Salon’s Laura Miller called Fiona McFarlane’s The Night Guest “a novel of uncanny emotional penetration . . . How could anyone so young portray so persuasively what it feels like to look back on a lot more life than you can see in front of you?” The High Places, her debut collection of stories, is further evidence of McFarlane’s preternatural talent that reads like the selected works of a literary great.
In the hour of his humiliation, Reverend Adams still wore his hat: a black bowler that sat upright on his narrow head, like a fortiﬁed town on a hilltop. His clerical shirt was also black, and his single-breasted jacket (all three buttons ﬁrmly fastened), and his trousers and shoes, but all in slightly diﬀerent shades, which gave him a regrettably scruﬀy look, simultaneously prismatic and funereal. The parish had great hopes for him at ﬁrst. He’d had excellent theological training, came with good references, and was moreover unmarried, which stirred the ashes of many a virgin breast; and so, in the beginning, when he entered his new congregation, it was as a bridegroom into a rose garden.

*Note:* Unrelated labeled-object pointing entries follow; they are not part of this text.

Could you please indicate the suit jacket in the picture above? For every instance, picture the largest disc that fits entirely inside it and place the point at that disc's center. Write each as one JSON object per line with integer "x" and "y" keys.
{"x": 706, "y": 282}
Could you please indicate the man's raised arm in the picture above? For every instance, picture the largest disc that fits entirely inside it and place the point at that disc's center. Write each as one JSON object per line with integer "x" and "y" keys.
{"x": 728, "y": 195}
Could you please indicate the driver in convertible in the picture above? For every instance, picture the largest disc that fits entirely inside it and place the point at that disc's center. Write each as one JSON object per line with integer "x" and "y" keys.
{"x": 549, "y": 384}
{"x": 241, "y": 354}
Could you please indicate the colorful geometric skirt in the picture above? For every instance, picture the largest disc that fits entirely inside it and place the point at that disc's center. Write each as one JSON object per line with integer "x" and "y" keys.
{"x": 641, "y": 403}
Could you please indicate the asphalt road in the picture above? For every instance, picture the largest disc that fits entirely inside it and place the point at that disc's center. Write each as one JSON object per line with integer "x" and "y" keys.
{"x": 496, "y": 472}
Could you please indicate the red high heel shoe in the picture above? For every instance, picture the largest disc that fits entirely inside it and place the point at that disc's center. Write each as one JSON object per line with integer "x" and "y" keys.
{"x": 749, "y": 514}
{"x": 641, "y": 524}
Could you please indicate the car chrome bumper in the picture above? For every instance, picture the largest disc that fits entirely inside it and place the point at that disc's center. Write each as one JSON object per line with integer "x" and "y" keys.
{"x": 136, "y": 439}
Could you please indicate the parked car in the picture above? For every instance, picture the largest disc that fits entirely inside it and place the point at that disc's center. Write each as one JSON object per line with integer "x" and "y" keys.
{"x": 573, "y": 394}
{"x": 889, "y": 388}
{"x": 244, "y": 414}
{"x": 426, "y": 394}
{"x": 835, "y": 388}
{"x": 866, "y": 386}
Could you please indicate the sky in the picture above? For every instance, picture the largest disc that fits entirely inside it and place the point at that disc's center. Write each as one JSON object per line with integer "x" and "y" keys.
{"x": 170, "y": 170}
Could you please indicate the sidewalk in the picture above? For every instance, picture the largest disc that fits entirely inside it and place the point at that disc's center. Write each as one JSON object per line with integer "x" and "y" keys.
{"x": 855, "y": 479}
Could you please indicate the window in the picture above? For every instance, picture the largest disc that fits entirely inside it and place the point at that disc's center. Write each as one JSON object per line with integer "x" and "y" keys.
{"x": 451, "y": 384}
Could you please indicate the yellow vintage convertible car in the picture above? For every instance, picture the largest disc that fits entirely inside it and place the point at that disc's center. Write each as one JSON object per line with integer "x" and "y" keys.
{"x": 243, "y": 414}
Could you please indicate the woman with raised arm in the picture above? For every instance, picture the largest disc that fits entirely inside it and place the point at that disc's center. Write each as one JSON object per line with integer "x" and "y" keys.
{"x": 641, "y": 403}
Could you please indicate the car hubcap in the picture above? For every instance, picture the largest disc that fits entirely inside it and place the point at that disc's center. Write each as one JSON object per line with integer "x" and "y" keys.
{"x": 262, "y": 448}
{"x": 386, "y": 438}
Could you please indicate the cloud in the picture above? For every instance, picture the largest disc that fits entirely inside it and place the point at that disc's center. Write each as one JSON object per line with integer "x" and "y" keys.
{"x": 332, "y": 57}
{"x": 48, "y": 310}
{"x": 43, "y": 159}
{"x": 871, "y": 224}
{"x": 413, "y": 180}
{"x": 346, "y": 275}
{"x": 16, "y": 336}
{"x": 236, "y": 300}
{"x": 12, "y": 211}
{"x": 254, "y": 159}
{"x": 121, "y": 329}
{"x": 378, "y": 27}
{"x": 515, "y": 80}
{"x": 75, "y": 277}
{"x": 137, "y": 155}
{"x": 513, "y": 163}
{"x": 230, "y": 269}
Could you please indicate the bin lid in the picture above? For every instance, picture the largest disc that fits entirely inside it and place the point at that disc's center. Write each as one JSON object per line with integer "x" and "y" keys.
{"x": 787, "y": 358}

His appearance was promising. The slope of his nose, echoed in the angle of his chin, gave an impression of profound endurance. There was a suggestion of sculpture in the marble-like whiteness of his skin. Yes, he was prim and pallid, in excellent health, with well-made ears, and in his battered blacks he presented a respectable, even slightly romantic ﬁgure. Also, he was kindly. He walked with an incongruous maritime swell that might, in another man, have passed for a swagger, and was careful in the maintenance of a small yellow car that he rarely drove faster than seventy kilometres an hour. He spoke in long, digniﬁed sentences, rich in clauses, reminiscent of a veterans’ parade on a memorial holiday, and as he delivered his sermons he had a tendency to rise to the tip of his toes, so that ﬁnally he appeared to be levitating behind the pulpit. This was disconcerting, but forgivable. He also caused a minor stir early on when he removed two ancient trees from the churchyard because, he said, they interfered with the grass.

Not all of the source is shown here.